Capturing the Parent Voice during Covid19

Katie Watts, Volunteer Manager at Coram Family and Childcare, looks at the views and experiences of local parents are reflected in the work of Small Steps Big Changes.

Katie Watts

When the country went into lockdown on Monday 23rd March 2020, like everyone we had to quickly adapt to a new world and find a new way of working. This was no different for the Parent Volunteers – Parent Champions and Parent Ambassadors – who support Small Steps Big Changes (SSBC).

Parent Volunteers usually meet local families within their communities to gain understanding into local services and to learn what’s important to families; this was now no longer possible. However, the volunteers wanted to continue their commitment to families and to focus their attention on issues relating to Covid-19 and the impact of this on communities and families.

Since March, they have continued talking to local parents in various different ways including through Facebook, WhatsApp, via text messages, phone calls and virtual zoom meetings; this has all been achieved whilst caring for and, initially, home schooling their own children.

To help us understand our communities better, our volunteers have been keeping a track of these conversations; this has helped us to monitor the impact of Covid-19 on local communities and the families who live within them. These conversations ensured that the voice of our parents was included in SSBC’s submission to the Parliamentary Inquiry into the Effect of COVID-19 on Education and Children's Services. Having this written evidence accepted by the committee means that both local successes and challenges around supporting vulnerable families and early childhood development outcomes in the context of Covid-19 can be considered as part of the national review.
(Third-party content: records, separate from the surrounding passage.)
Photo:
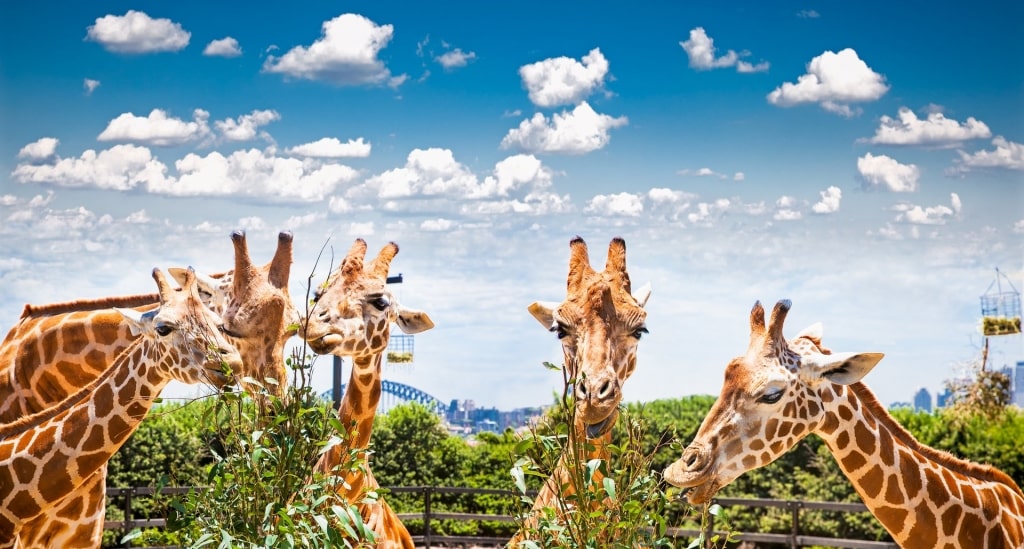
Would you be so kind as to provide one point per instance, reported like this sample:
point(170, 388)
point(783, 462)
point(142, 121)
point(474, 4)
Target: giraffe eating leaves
point(780, 391)
point(44, 463)
point(599, 325)
point(352, 317)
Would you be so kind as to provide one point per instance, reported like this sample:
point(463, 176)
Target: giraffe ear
point(413, 322)
point(843, 368)
point(642, 295)
point(136, 320)
point(544, 311)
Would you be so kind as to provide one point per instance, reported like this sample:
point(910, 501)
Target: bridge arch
point(399, 392)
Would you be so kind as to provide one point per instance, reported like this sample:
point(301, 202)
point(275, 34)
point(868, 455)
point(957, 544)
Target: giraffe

As Volunteer Manager, I’ve introduced weekly zoom meetings with our Parent Champions and Ambassadors; this allows further discussion about the conversations they are having, identify new issues in more detail, share experiences and support them in their conversations with families.

Over the past 20 weeks they have had 893 conversations* with the total rising daily.

‘As an Ambassador I have coped with conversations by sharing what I feel, as I am going through a similar experience. It’s hard when you can’t help people financially. I have tried to reassure parents through regular chats and texts, it’s nice to be able to support someone.’ Parent Ambassador, Bulwell

The table below shows the topics parents are discussing:

The biggest topic identified from these conversations has been around fear: fear of contracting the virus, fear of a child contracting it whilst at school and bringing it home to their families and fear of the unknown for the future and how long it will take for ‘normality’ to return.

In more recent weeks, parents have started to have more conversations around children returning to school and some of the difficulties this has been causing. Some schools have changed drop-off and pick-up times, meaning parents are hanging around outside the school to drop-off or pick-up multiple children.

There are also concerns around schools being closed due to a confirmed case and about the change to social groups. There seems to be some confusion around the maximum numbers of six people in a group as it appears that families who consist of six or more people cannot socialise with anyone else but their children can still go to school and mix with lots of other children.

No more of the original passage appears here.